THE 2021 edition of the UN-organized World Environment Day will be held this Saturday, June 5. This year, Pakistan is in the spotlight. In 2019, the South Asian country launched one of the largest reforestation projects in the world.


Ten billion trees planted by 2023. This is the ambitious project of the "Ten Billion Tree Tsunami Programme," launched in 2019 by the Prime Minister of Pakistan Imran Khan. The first phase aims to plant 3.25 billion trees in the country, at an estimated cost of about 105 billion Pakistani rupees (about 680 million dollars). The program also aims to preserve mangroves (an ecosystem of trees along the coastline), reforest cities and create more than 5,500 "green" jobs.

This reforestation project is part of a similar approach to the "Billion Tree Tsunami" launched in 2014 by the previous Khyber Pakhtunkhwa government, which aimed to plant 1 billion trees across the country.
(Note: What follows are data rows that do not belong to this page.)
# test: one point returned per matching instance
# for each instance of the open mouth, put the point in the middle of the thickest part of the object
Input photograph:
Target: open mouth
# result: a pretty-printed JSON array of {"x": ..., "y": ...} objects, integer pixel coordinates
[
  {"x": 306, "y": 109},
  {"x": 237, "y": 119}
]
Meanwhile another WWF Pakistan-supported project launched in 2018 has planted nearly 1.6 million trees, native species in the country, in different cities of Pakistan, along with about a billion native plants.

A country at high risk of deforestation

According to the Global Climate Risk Index 2021, Pakistan ranks eighth among countries most affected by climate change between 1999 and 2019, with economic losses equivalent to  $3.772 billion.

Extreme heat waves, high humidity, flooding... Pakistan is directly affected by the melting of Himalayan glaciers, which is responsible for severe water shortages in much of the country, as well as the gradual disappearance of riparian forests.

In fact its annual deforestation rate is considered one of the highest in the world. Between 2000 and 2010, the country lost an average of 43,000 hectares of forest per year, about half the area of its capital Islamabad.

Its forest currently covers about 4.478 million hectares (5.1%), according to the United Nations Food and Agriculture Organization (FAO). This is a very small share when you consider that the world's forest cover is 4.06 billion hectares (about 31% of the total land area).     

This Saturday's World Environment Day will also mark the opening of the United Nations Decade on Ecosystems Restoration 2021-2030. The year 2030 as a deadline was not picked randomly: it corresponds to the deadline set by scientists to avoid the amplification of the effects of climate change.

"2020 was a year of reckoning, facing multiple crises, including a global pandemic and the continued crises of climate, nature and pollution. In 2021, we must take deliberate steps to move from crisis to healing: and in so doing, we must recognize that the restoration of nature is imperative to the survival of our planet and the human race," outlined Inger Andersen, Executive Director of the United Nations Environment Programme.